God's gift will be to keep going, to begin the work of mourning and remembering. We will look back and laugh and cry at past memories and begin the process of healing all over again. The hurt and sadness of all the wrongs will need to be set aside. But for now I will pray for my Dad to reach out and take God's hand.

Saturday, May 1, 2010

Day 251 The Perfect Mom Project

My Dad is in the hospital, he has pneumonia. My youngest sister called yesterday to give me this news and to let me know she was on her way down there. She left last night. I sit here with a pile of thoughts turning over and over in my head. The main thought is; I can't go. It no longer matters why, because it is so complicated. No matter which way I turn I am caught up in a reason. Some are emotional and some are practical, and they are all hovering over me like a large storm cloud.

Yesterday morning, my sister called and said that I should call Dad as soon as possible and tell him I love him. She told me not to think about it or worry about it, just do it, so I did. His voice was quiet and shaky. He was disoriented. He was not the big scary man that I have been frustrated with and angry with for all these years. He was just a very sick man who was dying and it made me sad.

There is no way to change any of the things that have happened these last few months.

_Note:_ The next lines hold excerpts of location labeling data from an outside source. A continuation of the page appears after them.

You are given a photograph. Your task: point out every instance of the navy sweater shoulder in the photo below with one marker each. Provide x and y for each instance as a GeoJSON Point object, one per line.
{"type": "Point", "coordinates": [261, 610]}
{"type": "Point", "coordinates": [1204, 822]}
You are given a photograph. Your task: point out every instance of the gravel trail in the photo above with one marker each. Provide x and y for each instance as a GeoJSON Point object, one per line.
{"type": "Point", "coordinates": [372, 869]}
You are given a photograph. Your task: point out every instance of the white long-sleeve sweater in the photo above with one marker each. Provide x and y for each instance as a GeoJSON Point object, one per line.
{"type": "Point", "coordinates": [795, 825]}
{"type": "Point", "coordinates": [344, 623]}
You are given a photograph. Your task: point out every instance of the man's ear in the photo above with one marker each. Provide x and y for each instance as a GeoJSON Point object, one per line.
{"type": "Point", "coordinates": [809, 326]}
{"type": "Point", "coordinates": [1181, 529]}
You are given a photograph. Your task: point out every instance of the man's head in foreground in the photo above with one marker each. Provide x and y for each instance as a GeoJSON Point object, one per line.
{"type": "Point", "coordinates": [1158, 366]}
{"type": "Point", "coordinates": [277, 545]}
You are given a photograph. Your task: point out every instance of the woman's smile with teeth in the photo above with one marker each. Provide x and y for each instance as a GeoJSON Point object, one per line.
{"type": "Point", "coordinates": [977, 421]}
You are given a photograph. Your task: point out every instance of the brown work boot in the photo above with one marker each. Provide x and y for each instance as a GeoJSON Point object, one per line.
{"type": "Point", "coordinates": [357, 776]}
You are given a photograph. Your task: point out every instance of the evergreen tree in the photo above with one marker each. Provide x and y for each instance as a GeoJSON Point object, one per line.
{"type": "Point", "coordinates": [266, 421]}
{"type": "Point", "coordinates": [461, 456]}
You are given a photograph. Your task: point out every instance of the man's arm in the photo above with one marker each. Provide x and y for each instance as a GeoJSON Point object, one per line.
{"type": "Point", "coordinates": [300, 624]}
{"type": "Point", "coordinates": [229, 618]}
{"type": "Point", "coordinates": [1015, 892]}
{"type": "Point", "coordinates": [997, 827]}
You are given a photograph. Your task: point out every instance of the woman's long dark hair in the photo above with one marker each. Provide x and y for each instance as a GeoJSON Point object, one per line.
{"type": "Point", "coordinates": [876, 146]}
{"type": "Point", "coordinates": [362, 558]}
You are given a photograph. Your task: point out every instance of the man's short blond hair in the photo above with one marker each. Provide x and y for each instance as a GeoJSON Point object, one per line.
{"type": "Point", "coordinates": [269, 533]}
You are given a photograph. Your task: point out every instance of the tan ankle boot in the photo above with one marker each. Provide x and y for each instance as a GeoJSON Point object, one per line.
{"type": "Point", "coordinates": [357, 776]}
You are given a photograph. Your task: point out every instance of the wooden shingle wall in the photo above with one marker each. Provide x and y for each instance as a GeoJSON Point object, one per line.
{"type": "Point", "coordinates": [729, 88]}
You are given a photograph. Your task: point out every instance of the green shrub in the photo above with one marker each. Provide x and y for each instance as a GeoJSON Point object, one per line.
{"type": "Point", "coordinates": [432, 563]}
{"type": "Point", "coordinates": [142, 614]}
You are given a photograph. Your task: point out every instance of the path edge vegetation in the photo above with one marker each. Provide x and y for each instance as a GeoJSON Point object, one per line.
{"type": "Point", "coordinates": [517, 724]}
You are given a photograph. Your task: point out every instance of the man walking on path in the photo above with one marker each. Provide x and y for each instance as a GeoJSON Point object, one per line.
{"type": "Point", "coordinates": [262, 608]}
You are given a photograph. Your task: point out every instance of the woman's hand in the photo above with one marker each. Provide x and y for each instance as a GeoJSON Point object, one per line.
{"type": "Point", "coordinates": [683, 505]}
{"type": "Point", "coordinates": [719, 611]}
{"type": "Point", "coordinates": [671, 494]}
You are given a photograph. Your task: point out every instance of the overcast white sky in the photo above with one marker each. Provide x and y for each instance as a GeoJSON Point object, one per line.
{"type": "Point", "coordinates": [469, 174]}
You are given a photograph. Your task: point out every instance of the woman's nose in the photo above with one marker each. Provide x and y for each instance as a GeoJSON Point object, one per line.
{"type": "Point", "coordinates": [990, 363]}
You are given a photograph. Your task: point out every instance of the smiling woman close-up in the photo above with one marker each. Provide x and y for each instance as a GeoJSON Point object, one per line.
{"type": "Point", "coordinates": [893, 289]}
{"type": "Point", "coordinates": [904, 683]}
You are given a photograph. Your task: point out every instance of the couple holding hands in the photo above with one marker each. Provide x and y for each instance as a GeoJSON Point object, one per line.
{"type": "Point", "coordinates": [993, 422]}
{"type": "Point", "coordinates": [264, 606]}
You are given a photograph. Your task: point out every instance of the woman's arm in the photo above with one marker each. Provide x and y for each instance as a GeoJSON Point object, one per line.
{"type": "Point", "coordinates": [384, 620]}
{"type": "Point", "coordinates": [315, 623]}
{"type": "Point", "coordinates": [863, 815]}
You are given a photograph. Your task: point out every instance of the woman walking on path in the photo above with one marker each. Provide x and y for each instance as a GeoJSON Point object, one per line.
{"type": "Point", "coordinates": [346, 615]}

There is no time to fix what is broken between me and my Dad. My sister just called a few minutes ago to tell me that he will not make it out of the hospital. They have put him on morphine and they will increase it until he slips into coma and eventually dies. She thinks he will pass in the next day or two. The storm cloud continues to hover as I wonder if I am hurting my sisters even more by not being there. Will they now be angry and hurt by me? Will this ever end?